At Via Filodrammatici 5, in the center of Milan still cluttered with postwar wreckage, the Casa della Cultura was opened on 16 March 1946. After the fall of the regime and twenty years of dictatorship, the need to return to expression of opinions, to know and investigate, to freely discuss and reflect not only on politics but also art, cinema, education and culture in general as immediately and urgently felt. Precisely to address these needs of private citizens and associations who wanted to be involved in this rebirth of thought, the Casa della Cultura provided a meeting place, also to promote and spread anti-Fascist values.
Ferruccio Parri, a protagonist of the Resistance and head of government in the first months after the end of the war, was appointed president; the vice-presidents were Antonio Banfi, the renowned anti-idealist philosopher, and Edoardo Majno, a lawyer; the director was Giovanni Ferro, another anti-Fascist who had fought against the regime. The first members included Elio Vittorini, Valentino Bompiani, Carlo Carrà, Raffaele De Grada, Giulio Einaudi, Livio Garzanti, then Mattioli, Morandi, Montale, Manzù, Pajetta, Treccani, Venanzi, Wittgens and Sereni.
During the first year, the facility was utilized for activities by, among others, the circle of the Il Diogene theater, which included Virgilio Tosi, Mario Apollonio and Giorgio Strehler, namely the founders of the Piccolo Teatro; the Fronte della Cultura directed by Antonio Banfi; the Movimento Studi per l’Architettura, directed by Ignazio Gardella; the Società per le Belle Arti Esposizione Permanente, headed by Carlo Accetti; and the Centro Economico per la Ricostruzione, chaired by Antonio Pesenti.

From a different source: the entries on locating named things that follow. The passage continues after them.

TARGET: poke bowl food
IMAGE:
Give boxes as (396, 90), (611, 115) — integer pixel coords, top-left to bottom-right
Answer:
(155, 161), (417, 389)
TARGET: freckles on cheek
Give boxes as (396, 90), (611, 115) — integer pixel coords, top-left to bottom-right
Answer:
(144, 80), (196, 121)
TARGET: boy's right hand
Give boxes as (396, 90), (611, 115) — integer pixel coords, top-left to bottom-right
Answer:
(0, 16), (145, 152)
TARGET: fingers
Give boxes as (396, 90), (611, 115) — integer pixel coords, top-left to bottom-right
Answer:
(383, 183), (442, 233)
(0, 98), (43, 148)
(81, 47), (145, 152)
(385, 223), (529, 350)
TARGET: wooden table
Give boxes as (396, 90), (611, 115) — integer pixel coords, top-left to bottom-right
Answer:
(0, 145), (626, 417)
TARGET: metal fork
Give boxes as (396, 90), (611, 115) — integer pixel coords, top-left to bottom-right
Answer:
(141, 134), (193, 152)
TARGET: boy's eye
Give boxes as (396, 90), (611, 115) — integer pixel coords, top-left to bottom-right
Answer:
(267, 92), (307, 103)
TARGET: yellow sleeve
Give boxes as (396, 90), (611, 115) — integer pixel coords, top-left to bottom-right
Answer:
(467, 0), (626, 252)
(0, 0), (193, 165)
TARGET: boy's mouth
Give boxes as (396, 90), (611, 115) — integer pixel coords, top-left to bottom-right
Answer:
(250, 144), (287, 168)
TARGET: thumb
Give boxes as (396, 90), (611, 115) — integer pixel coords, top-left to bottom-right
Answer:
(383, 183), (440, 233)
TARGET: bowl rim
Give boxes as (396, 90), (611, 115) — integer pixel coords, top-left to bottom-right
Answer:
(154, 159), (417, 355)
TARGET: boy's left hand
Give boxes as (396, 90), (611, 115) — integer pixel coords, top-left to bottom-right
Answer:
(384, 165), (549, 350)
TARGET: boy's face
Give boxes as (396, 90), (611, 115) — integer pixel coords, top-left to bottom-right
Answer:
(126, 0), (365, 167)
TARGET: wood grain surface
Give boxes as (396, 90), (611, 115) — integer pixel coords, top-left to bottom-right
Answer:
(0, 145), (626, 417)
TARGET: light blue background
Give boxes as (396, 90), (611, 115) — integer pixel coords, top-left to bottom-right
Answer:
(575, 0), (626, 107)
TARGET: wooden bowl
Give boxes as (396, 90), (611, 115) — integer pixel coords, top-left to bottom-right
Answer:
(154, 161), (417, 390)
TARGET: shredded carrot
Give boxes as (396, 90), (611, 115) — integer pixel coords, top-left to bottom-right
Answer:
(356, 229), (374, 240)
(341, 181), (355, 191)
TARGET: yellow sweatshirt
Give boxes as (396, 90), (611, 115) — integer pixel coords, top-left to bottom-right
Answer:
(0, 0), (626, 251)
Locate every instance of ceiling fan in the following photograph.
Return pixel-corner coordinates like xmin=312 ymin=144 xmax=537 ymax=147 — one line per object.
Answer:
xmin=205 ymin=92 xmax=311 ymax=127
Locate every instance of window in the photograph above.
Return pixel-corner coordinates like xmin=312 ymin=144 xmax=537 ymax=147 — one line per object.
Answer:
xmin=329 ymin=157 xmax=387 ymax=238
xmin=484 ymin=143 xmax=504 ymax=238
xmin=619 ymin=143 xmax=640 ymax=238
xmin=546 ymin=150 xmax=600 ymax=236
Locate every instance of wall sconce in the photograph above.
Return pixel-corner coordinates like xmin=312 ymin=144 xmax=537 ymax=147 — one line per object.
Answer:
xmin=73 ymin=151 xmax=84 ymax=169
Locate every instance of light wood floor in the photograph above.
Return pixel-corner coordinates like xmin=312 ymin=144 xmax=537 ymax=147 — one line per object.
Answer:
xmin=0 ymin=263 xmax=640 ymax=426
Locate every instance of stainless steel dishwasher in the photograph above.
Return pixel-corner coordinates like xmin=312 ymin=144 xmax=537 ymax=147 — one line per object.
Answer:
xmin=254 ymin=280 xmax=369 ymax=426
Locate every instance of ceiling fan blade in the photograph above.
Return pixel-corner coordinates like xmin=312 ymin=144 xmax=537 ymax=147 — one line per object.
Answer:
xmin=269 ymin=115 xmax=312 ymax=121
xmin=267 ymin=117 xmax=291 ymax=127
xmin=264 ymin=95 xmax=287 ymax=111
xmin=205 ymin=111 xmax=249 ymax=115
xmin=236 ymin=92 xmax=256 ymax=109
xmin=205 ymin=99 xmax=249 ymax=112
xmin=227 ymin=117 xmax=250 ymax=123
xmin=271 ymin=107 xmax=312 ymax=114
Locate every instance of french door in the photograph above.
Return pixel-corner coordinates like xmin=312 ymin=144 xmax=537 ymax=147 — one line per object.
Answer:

On countless occasions the Casa della Cultura was able to become part of the current debate, and some of these cases were very prestigious: on 3 July Jean-Paul Sartre spoke on Existentialism and Humanism; Piero Calamandrei gave two lectures, on 8 December 1946 on Cesare Beccaria and on 9 December on the power of the judiciary under the new Italian constitution; a few days later, on 17 December, Cesare Musatti, who would later become president of the Casa della Cultura, brought to Italy the echoes of the latest, controversial frontier of the psychological sciences, psychoanalysis.